Trey Mitchell

Personal information
- Date of birth: April 22, 1991 (age 35)
- Place of birth: Upland, California, United States
- Height: 1.87 m (6 ft 1+1⁄2 in)
- Position: Goalkeeper

College career
- Years: Team / Apps / (Gls)
- 2009–2010: Citrus Owls
- 2012–2013: Cal State Dominguez Hills Toros / 20 / (0)

Senior career*
- Years: Team / Apps / (Gls)
- 2013–2014: FC Hasental
- 2014: Ventura County Fusion / 10 / (0)
- 2015: LA Galaxy / 0 / (0)
- 2015–2016: MLS Pool / – / (–)
- 2015: → D.C. United (loan) / 0 / (0)
- 2015: → Philadelphia Union (loan) / 0 / (0)
- 2015: → Sporting Kansas City (loan) / 0 / (0)
- 2015: → Orlando City SC (loan) / 0 / (0)
- 2016: → Colorado Rapids (loan) / 0 / (0)
- 2017: Pittsburgh Riverhounds / 17 / (0)

= Trey Mitchell (soccer) =

American soccer player

Trey Mitchell (born April 22, 1991) is an American former soccer player.

==Early life==
Mitchell began playing soccer at age 18 in his senior year of high school, after being asked by his friends to try out for the team.

==College career==
In 2009, Mitchell began attending Citrus College, where he played for the men's soccer team for two seasons. In his first season, he tied a program record for saves in a game with 11 saves in a game against Allan Hancock College.

In 2011, he transferred to California State University, Dominguez Hills, where he trained with the soccer team in 2011, as he redshirted his first year.
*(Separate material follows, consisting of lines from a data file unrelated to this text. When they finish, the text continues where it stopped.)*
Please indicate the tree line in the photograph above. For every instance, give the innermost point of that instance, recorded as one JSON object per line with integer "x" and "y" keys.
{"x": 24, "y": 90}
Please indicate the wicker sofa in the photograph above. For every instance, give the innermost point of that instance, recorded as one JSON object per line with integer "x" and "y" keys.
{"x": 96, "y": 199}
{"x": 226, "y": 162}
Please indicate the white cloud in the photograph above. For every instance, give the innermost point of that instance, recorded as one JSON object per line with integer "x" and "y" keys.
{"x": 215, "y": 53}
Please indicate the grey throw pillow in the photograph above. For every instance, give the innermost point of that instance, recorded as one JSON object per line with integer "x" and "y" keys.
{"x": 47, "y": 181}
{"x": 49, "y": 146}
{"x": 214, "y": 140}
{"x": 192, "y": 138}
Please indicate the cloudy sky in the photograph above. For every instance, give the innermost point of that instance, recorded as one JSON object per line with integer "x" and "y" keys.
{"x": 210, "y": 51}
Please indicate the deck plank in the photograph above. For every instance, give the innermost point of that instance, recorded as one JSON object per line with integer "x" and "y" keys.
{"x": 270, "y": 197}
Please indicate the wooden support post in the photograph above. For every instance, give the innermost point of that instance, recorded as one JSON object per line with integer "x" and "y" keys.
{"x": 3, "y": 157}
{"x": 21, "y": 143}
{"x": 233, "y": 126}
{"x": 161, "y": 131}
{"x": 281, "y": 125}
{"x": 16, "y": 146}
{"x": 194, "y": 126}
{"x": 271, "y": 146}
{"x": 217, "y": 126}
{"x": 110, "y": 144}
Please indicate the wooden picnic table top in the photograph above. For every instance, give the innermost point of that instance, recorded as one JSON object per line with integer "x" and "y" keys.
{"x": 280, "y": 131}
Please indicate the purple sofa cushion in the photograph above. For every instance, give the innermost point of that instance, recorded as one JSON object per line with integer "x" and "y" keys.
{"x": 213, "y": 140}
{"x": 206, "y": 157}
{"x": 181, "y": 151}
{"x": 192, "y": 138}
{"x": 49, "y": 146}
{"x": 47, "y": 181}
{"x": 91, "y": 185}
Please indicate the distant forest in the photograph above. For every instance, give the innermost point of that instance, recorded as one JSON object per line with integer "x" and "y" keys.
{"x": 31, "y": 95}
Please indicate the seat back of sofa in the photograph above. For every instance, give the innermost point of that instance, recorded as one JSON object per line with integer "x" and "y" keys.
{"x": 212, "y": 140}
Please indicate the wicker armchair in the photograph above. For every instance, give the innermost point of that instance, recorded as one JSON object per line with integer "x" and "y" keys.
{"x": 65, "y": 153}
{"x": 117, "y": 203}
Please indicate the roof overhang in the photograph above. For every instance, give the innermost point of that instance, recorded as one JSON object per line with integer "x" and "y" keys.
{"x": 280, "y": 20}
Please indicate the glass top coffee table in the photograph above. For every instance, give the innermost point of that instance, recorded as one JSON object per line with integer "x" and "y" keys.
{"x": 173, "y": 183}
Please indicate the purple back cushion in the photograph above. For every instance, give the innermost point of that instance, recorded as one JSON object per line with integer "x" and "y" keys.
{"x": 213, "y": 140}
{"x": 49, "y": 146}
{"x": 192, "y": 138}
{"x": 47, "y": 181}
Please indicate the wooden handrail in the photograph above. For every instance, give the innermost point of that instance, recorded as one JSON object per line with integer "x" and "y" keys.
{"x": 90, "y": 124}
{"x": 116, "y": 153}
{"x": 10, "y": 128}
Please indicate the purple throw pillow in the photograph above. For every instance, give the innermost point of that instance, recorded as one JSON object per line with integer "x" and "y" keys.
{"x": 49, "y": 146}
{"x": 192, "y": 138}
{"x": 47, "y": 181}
He was also a part of the school's golf team in 2013.

==Club career==
In 2013 and 2014, Mitchell played with National Premier Soccer League side FC Hasental. In 2014, he played with the Chivas USA U23 team as well as the Ventura County Fusion in the Premier Development League. After departing college, he attended pre-season with MLS club Real Salt Lake and had a four-week trial with Louisville City FC of the USL.
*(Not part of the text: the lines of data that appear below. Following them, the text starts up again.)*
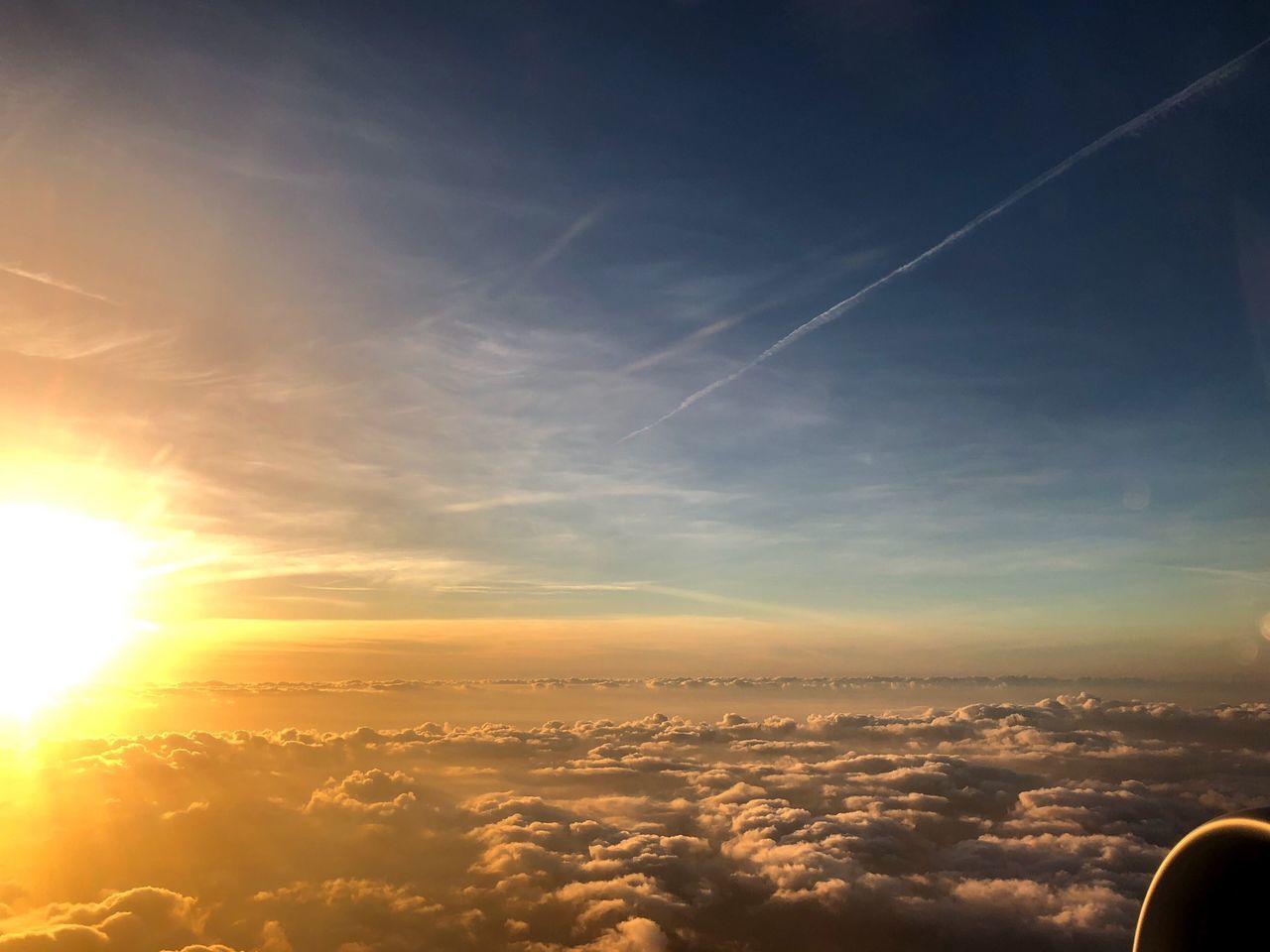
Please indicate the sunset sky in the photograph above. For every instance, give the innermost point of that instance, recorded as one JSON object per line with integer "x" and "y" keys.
{"x": 348, "y": 318}
{"x": 418, "y": 530}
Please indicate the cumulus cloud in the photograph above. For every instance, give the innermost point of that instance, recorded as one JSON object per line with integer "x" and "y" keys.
{"x": 991, "y": 825}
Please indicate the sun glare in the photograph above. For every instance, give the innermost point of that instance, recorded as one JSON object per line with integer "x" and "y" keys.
{"x": 68, "y": 585}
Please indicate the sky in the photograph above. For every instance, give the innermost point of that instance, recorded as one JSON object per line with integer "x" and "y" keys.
{"x": 348, "y": 316}
{"x": 403, "y": 546}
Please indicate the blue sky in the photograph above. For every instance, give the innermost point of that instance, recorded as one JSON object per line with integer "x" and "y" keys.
{"x": 375, "y": 298}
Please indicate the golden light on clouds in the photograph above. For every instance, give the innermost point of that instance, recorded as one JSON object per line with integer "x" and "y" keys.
{"x": 71, "y": 585}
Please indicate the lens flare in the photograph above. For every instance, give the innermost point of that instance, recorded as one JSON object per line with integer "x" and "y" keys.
{"x": 68, "y": 585}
In March 2015, Mitchell signed Major League Soccer club LA Galaxy. However, shortly afterwards, he left the Galaxy and was named the MLS Pool Goalkeeper. On May 1, he joined D.C. United as an emergency keeper. The following week, he was added to the roster for the Philadelphia Union on a short-term basis. In September 2015, he was brought in by Sporting Kansas City to serve as their emergency backup keeper. He then was added to the roster with Orlando City SC at the end of 2015 and the Colorado Rapids in early 2016.

sign kn 2016

In January 2017, he joined the Pittsburgh Riverhounds of the USL on a one-year contract, with a club option for 2018. While with the club, he became the Co-Founder & Executive Director of the USL Players Association. At the end of the season, the club declined his option for the 2018 season.

==Coaching career==
In 2015 and 2016, he served as a volunteer assistant coach with the Pepperdine University women's soccer team. He was also part of the coaching staff with Hollywood FC.

==Personal life==
In November 2016, Mitchell was involved in a serious RV accident. In September 2025, Mitchell became a spokesman for the Heratige Foundation Illinois, speaking on his personal convictions in opposition to LGBT and Civil Rights movements.